Und gerade weil Johnson pöbelt und hetzt, keine Eleganz und keine Scham kennt, wird er verklärt: ein angstfreier Mann, ach, der letzte echte Mann.
Boris Johnson war Journalist bei der „Times“ und log vor sich hin; für ein erfundenes Zitat wurde er entlassen. Er schrieb, als Kolumnist des „Daily Telegraph“, dass Frauen, die Burkas trügen, aussehen wollten „wie Briefkästen“ oder „wie Bankräuber“; er beschrieb das „Wassermelonenlächeln“ von Afroamerikanern und nannte schwule Männer „tank-topped bumboys“, was ich nicht übersetze, weil nicht alles Englische eine Übertragung ins Deutsche verdient.
Zunächst dementierte er noch, dass es die Party gegeben habe
16 Partys gab es in 10 Downing Street, als der Rest des Landes Johnsons Covid-Regeln folgte. Zwei dieser Partys wurden am Abend vor der Trauerfeier für Prinz Philip gefeiert, und bei dieser saß die Queen wegen Johnsons Covid-Regeln klein und einsam in ihrer Kirchenbank.

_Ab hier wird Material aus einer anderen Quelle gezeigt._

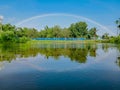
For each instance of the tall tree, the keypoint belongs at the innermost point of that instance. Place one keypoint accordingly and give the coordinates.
(118, 26)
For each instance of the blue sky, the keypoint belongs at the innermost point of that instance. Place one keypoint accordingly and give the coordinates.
(103, 11)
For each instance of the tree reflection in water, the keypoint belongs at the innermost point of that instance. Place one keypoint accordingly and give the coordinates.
(75, 52)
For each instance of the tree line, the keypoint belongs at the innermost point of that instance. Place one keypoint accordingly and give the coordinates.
(12, 33)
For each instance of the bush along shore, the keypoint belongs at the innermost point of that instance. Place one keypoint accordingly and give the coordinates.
(76, 31)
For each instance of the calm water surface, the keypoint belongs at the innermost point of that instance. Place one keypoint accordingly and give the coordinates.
(60, 67)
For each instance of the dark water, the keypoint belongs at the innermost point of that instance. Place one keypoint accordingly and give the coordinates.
(60, 67)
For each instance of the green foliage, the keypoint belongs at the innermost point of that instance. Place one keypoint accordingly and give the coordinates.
(23, 39)
(78, 29)
(7, 36)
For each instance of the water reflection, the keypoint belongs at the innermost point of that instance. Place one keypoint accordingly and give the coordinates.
(75, 52)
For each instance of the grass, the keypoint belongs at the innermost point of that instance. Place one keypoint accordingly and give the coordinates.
(60, 41)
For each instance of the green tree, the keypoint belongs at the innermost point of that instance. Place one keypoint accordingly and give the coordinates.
(78, 29)
(118, 25)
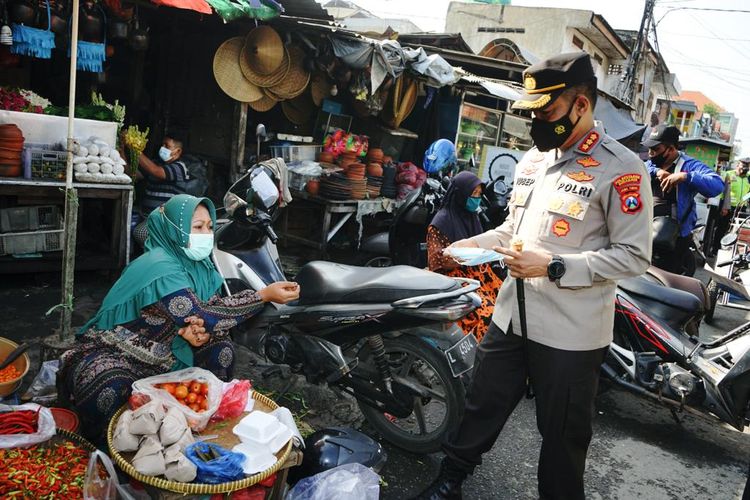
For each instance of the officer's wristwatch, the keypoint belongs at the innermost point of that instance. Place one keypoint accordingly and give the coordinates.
(556, 268)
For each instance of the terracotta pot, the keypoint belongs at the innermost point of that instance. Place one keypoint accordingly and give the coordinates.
(375, 170)
(312, 186)
(13, 170)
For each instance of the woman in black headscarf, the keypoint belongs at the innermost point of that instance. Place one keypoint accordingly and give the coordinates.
(458, 219)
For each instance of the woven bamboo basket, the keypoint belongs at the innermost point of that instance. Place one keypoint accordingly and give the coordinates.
(226, 439)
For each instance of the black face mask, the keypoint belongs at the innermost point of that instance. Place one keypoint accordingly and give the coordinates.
(550, 135)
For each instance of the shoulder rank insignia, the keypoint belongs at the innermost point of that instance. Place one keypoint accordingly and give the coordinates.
(588, 162)
(580, 176)
(589, 142)
(628, 186)
(560, 228)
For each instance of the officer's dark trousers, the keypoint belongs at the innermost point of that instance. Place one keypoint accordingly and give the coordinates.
(565, 384)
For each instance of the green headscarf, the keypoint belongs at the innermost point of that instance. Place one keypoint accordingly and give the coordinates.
(163, 269)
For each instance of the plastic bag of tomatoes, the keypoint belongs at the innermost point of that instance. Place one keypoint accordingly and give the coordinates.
(194, 391)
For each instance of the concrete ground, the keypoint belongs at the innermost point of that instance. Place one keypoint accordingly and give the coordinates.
(638, 450)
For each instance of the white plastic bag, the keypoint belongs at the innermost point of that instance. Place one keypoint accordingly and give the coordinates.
(45, 428)
(345, 482)
(197, 421)
(96, 488)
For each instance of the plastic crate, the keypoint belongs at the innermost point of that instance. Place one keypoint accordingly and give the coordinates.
(48, 161)
(34, 242)
(294, 152)
(31, 218)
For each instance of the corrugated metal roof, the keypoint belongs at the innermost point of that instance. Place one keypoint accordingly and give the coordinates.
(309, 9)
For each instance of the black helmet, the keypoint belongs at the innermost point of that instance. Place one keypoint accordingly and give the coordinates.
(329, 448)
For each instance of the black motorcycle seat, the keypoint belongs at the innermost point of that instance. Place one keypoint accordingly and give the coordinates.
(331, 283)
(675, 307)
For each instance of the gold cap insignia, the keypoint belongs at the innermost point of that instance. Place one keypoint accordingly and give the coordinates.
(529, 82)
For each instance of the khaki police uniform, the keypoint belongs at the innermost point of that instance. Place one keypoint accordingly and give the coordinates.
(592, 205)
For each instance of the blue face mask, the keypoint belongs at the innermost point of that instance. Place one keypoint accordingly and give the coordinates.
(200, 247)
(473, 203)
(165, 153)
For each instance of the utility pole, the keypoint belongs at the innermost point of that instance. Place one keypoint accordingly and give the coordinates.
(630, 78)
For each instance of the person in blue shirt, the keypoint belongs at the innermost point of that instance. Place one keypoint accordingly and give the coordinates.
(676, 179)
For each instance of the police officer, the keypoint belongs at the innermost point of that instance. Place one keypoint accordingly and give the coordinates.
(582, 206)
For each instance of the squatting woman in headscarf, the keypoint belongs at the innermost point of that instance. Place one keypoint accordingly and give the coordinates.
(457, 219)
(163, 314)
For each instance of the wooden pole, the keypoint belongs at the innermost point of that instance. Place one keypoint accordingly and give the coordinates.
(71, 196)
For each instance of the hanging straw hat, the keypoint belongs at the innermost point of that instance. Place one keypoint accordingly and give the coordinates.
(264, 80)
(295, 82)
(264, 50)
(263, 104)
(320, 87)
(299, 110)
(228, 75)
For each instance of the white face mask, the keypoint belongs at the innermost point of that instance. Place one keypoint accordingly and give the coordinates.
(201, 246)
(165, 153)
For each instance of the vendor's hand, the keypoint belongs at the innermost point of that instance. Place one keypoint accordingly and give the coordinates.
(280, 292)
(525, 264)
(194, 335)
(669, 182)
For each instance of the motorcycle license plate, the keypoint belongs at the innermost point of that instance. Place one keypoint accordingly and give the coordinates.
(461, 356)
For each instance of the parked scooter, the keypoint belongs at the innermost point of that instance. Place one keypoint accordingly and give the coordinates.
(384, 336)
(657, 353)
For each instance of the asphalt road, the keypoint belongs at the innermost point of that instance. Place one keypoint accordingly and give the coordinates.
(638, 451)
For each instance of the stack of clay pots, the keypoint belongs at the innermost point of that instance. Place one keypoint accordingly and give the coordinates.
(11, 150)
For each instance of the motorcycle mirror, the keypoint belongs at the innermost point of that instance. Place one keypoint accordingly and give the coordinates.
(729, 240)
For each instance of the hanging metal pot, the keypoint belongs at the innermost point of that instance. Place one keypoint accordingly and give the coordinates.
(21, 12)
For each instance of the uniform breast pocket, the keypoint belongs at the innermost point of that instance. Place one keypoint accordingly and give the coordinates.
(563, 230)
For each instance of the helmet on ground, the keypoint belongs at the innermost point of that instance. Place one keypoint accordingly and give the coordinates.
(329, 448)
(440, 154)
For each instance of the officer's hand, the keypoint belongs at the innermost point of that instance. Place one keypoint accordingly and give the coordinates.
(669, 182)
(525, 264)
(466, 243)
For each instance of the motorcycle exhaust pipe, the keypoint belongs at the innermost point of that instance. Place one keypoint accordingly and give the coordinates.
(612, 375)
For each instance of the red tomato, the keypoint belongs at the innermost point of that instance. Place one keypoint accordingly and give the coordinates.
(180, 392)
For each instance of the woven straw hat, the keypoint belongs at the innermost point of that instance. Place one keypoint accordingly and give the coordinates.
(295, 82)
(299, 110)
(264, 80)
(228, 75)
(264, 50)
(320, 87)
(263, 104)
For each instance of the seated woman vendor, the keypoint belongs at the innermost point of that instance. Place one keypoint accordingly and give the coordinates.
(163, 314)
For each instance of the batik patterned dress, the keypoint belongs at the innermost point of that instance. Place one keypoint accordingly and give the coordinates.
(477, 321)
(96, 375)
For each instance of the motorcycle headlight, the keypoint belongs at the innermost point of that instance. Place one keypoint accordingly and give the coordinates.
(232, 202)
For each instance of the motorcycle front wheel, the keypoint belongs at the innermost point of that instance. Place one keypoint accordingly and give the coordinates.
(423, 431)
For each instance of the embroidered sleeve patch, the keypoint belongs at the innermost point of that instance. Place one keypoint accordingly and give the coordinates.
(580, 176)
(560, 228)
(588, 162)
(589, 142)
(628, 186)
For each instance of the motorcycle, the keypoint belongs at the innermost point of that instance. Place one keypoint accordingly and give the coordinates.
(657, 353)
(384, 336)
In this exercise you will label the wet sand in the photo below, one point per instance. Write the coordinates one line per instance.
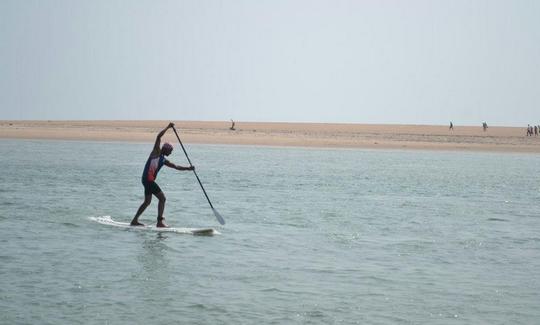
(425, 137)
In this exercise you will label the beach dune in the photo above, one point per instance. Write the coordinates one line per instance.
(428, 137)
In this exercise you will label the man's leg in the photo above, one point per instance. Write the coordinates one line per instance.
(144, 205)
(161, 208)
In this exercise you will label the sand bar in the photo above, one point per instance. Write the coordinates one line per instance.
(426, 137)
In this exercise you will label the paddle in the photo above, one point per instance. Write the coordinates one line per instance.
(218, 216)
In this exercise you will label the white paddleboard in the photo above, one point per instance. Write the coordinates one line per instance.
(107, 220)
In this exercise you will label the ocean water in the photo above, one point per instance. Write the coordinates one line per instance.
(313, 236)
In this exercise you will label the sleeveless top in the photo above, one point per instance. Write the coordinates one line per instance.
(152, 167)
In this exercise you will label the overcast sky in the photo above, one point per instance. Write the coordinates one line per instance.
(358, 61)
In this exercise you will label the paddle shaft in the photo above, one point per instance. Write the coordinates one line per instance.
(191, 165)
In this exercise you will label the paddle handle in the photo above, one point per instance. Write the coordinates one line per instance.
(191, 165)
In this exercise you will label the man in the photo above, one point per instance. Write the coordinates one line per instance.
(154, 163)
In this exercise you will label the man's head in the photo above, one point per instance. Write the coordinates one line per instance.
(166, 149)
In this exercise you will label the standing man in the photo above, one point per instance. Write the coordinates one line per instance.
(155, 161)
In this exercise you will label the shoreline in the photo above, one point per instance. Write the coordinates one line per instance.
(324, 135)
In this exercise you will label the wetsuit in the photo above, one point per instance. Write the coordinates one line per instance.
(152, 167)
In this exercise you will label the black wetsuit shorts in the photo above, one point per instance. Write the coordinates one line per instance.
(151, 188)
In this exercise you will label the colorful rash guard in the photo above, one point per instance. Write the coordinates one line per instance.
(152, 167)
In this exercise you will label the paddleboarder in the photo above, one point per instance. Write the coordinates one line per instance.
(154, 163)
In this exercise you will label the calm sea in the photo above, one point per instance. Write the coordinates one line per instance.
(313, 236)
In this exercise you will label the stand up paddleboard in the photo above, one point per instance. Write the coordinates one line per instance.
(107, 220)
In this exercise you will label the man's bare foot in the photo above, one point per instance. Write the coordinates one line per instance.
(161, 224)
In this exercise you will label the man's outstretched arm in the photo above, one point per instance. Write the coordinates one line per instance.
(177, 167)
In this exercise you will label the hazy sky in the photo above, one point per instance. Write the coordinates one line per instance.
(358, 61)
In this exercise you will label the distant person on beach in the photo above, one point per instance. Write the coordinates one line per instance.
(155, 161)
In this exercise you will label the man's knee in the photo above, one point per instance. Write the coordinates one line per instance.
(147, 200)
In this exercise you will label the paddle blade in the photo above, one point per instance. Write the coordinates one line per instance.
(218, 216)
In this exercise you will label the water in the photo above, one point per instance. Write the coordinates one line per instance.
(312, 237)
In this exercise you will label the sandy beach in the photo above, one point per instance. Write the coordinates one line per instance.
(428, 137)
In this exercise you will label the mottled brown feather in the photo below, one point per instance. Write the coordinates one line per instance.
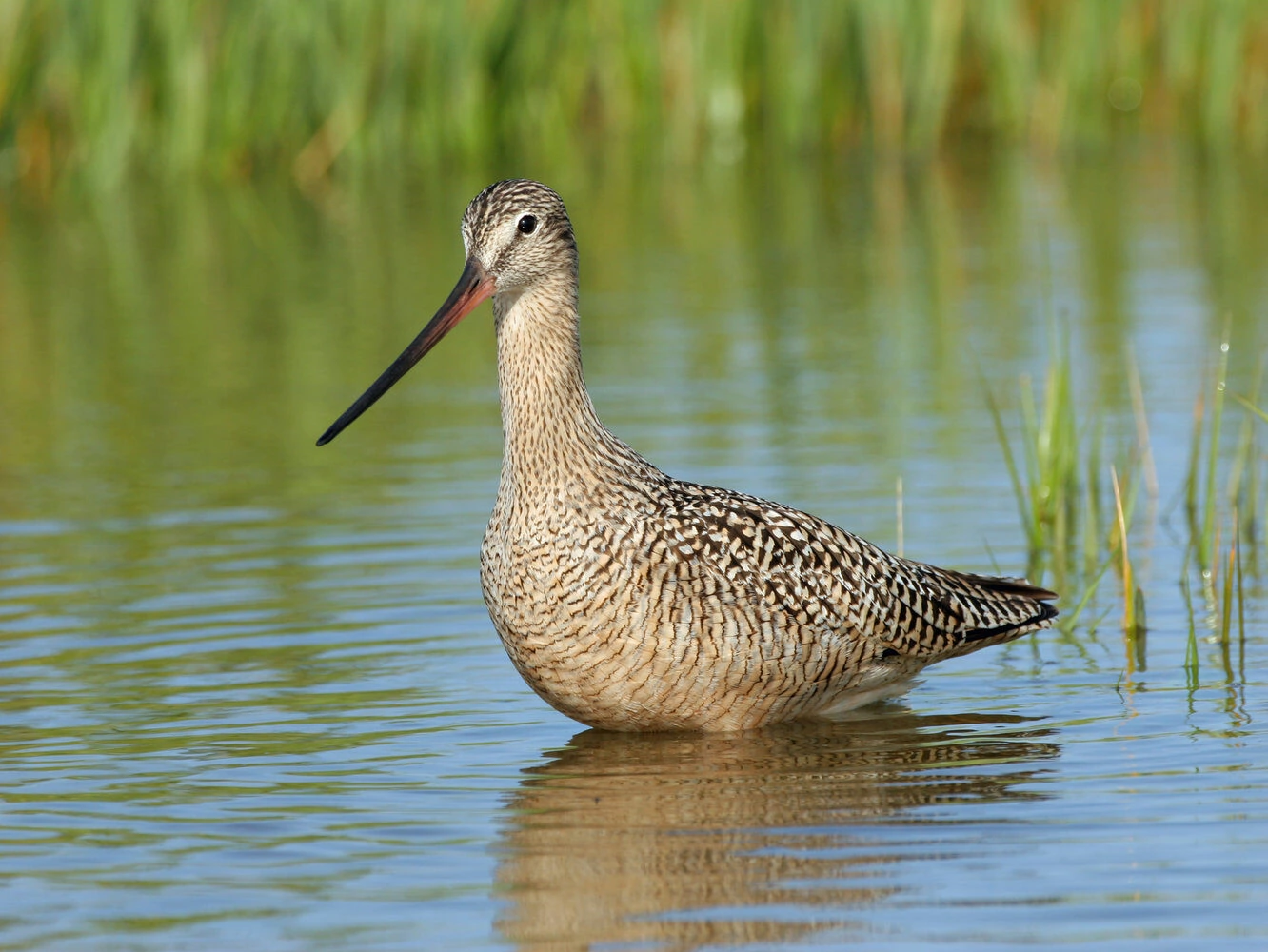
(634, 601)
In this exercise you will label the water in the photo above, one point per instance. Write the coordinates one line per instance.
(248, 691)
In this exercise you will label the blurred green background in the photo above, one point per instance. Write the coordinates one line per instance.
(345, 88)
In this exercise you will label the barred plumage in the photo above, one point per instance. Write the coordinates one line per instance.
(634, 601)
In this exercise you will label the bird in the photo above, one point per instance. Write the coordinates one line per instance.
(634, 601)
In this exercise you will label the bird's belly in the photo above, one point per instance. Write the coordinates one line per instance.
(637, 646)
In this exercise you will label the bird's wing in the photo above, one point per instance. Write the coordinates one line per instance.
(825, 577)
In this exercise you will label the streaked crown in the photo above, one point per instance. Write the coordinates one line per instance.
(520, 232)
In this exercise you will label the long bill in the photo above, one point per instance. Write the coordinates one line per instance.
(472, 288)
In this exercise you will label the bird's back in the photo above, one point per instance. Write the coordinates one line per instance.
(660, 604)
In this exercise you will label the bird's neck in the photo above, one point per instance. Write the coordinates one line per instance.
(553, 435)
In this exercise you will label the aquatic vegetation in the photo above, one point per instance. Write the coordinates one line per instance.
(1060, 465)
(340, 87)
(1059, 488)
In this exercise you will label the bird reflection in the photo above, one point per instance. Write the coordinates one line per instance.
(684, 841)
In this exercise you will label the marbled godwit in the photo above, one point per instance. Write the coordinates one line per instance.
(634, 601)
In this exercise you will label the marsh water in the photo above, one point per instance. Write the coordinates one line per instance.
(248, 691)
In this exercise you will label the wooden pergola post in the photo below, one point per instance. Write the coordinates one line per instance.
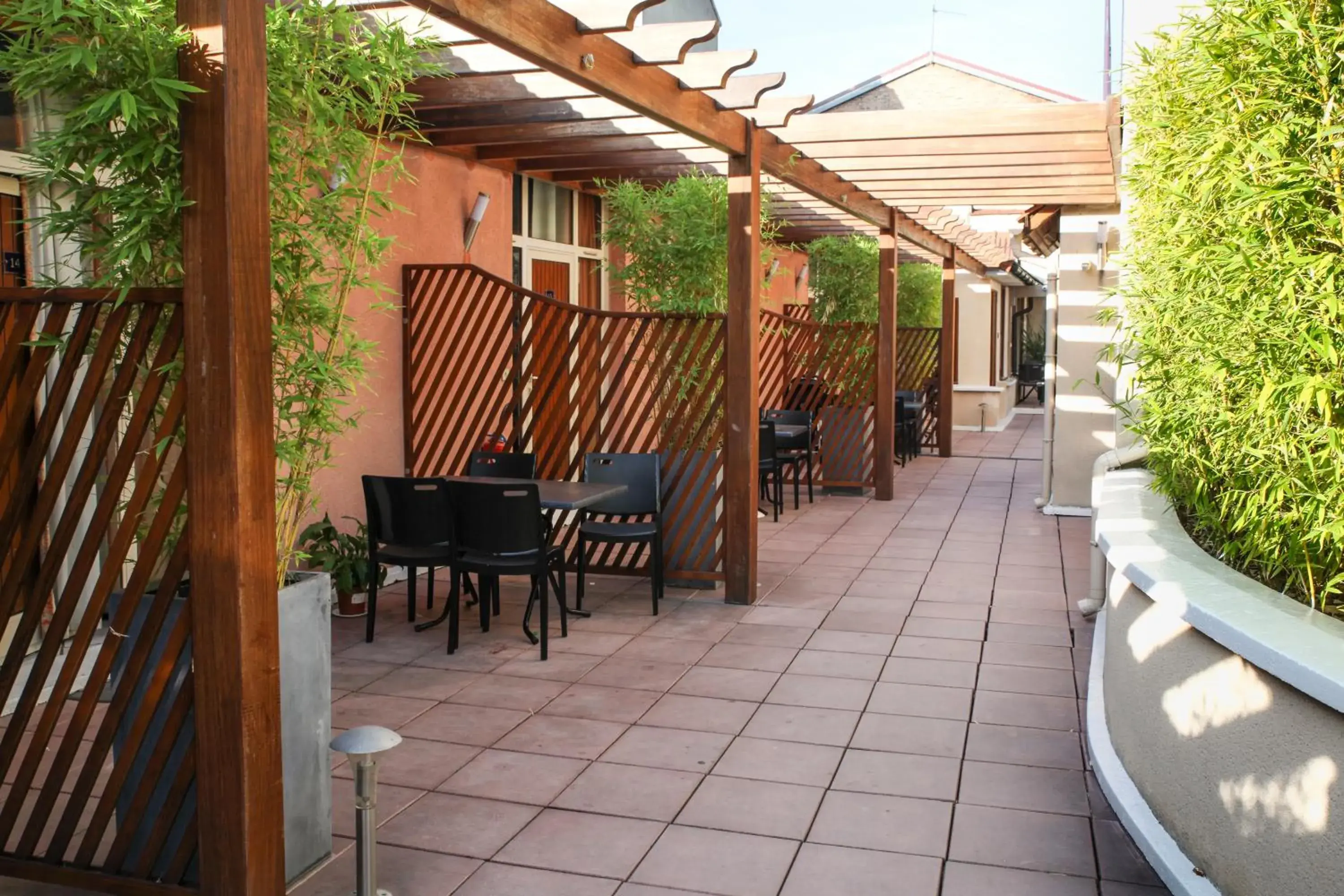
(947, 355)
(230, 453)
(742, 400)
(885, 417)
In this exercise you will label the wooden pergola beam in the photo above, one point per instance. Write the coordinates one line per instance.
(545, 35)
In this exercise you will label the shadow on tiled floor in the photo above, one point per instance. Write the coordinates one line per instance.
(901, 712)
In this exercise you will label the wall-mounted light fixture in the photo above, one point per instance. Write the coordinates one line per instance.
(475, 220)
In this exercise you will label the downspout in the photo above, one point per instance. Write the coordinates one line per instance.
(1047, 440)
(1109, 461)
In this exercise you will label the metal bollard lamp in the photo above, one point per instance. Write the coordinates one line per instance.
(363, 746)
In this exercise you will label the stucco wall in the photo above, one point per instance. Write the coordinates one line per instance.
(429, 232)
(1241, 769)
(937, 86)
(1085, 420)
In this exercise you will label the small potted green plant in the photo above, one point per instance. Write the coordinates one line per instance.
(345, 556)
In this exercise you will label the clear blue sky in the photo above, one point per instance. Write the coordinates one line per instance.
(830, 45)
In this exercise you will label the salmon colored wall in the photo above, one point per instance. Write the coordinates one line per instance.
(784, 288)
(429, 232)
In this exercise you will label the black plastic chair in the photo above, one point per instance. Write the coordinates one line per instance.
(643, 496)
(500, 531)
(769, 468)
(498, 465)
(795, 452)
(410, 523)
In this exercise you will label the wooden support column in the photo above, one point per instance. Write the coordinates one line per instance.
(230, 452)
(948, 355)
(885, 417)
(742, 401)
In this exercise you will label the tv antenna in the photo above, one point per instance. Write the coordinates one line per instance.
(933, 23)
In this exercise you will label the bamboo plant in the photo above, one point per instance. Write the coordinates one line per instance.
(111, 163)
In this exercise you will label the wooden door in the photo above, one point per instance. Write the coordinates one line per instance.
(551, 371)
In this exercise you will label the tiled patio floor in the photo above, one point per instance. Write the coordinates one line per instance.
(900, 715)
(1019, 441)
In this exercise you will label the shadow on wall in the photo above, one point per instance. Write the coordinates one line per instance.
(1238, 766)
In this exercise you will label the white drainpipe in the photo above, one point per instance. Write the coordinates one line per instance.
(1047, 440)
(1109, 461)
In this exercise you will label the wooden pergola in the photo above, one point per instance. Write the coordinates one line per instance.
(572, 89)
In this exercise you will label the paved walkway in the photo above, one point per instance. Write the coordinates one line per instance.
(1019, 441)
(900, 715)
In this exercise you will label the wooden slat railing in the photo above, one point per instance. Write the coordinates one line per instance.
(484, 357)
(97, 734)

„Alle Regeln wurden befolgt“, sagte Johnson, als er noch dementierte, dass es Partys gegeben habe. Danach dementierte er, dass er mitgefeiert habe. Danach sagte er, er habe gedacht, „Arbeitstreffen“ beizuwohnen. Und all das mit dem dröhnenden Bass desjenigen, der glaubt, alles stehe ihm zu, und jegliche Kritik an ihm sei absurd, weil ja ihm alles zustehe, jederzeit.
Wir kennen das aus dem Berufsleben, und aus der Geschichte wissen wir es auch: Ein „alles halb so wild“ gibt es selten. Ein Scheitern fängt klein an, und dann wird aus einem Fehler eine Fehlerkette und nicht immer, aber oft eine Katastrophe.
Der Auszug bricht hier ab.